Seeing as both characters sat out the Avengers vs. Avengers airport battle in last year’s Captain America movie, this may feel a bit like their own version of Civil War -- with less players involved, sure, but which Hemsworth argues is just as epic. He explains, “Any time we go through the choreography or talk about how this is going to happen, it was like, More! More! What else can we throw in? How different can it look? What can we do that we haven't done before and visually up the stakes?"
Marvel fans have been clamoring to see Planet Hulk on the big screen for years and, asked to describe the battle in three words, Waititi counts off on his fingers: “Long. Time. Coming.” The director appears confident that his take will deliver, too. "We really test both of the characters in this fight. They get put through their paces,” he says. “There are certain shots that we're planning to do in this fight, which I think are going to become very memorable in cinematic history."
Who is she? A kickass warrior, an eccentric game maker, a cosmic road trip for Thor and Hulk and a haircut do not a Marvel movie make. Enter the big bad of the film and the MCU’s first female villain: Hela, the goddess of death, played by Cate Blanchett.
“She is someone people have been wanting to see for a long time,” Waititi wagers of the classic comic book character. “And there's no one better than Cate, in my opinion...Obviously, she's a great actor, but she's also really funny. She brings something to this character that, I think, makes this probably the most interesting of all the Marvel villains that I've seen so far...The character is evil, then also there's layers to that. It's not just someone who wants to take over the world. There's a lot more going on for her.”
Blanchett had already wrapped by the time ET arrived on set, which Waititi also lamented, saying, "You just love watching her. I was really sad when she left, because I just wanted to figure out how we could write more scenes for her.”
What about Loki? Tom Hiddleston’s beloved baddie, who has attempted to wreak havoc in each of the Thor films and more beyond that, was last seen in The Dark World masquerading as King Odin (Anthony Hopkins) and assuming his father’s throne on Asgard. (“What we don’t know is what has happened to Odin,” Waititi notes. “Which is what we find out in this film.”)

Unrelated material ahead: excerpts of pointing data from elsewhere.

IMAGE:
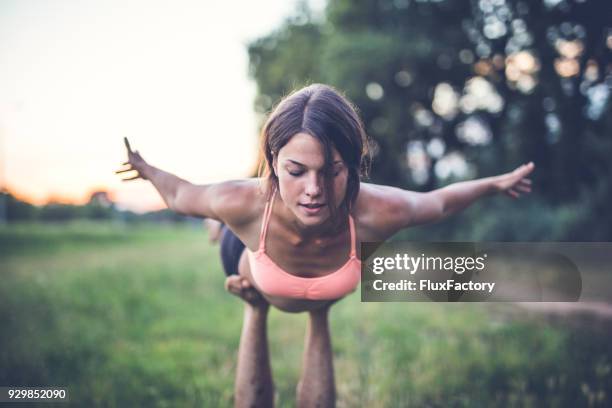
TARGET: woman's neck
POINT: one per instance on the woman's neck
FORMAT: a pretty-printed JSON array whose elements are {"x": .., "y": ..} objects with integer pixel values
[{"x": 328, "y": 228}]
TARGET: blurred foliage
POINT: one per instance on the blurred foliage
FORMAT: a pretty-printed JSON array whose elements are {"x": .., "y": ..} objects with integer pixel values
[
  {"x": 451, "y": 90},
  {"x": 15, "y": 210}
]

Loki’s loyalties are far from truly loyal, though -- in various stills from the film, he is pictured fraternizing with Thor, The Grandmaster and Hela -- so how exactly he factors into Ragnarok remains to be seen. Waititi wants to keep it that way. “Loki has been in Asgard, ruling in his own way,” he says coyly. “There's a really fun scene where we find him in the film and start unmasking Loki and his whole journey."
Thor: Ragnarok arrives in theaters on Nov. 3.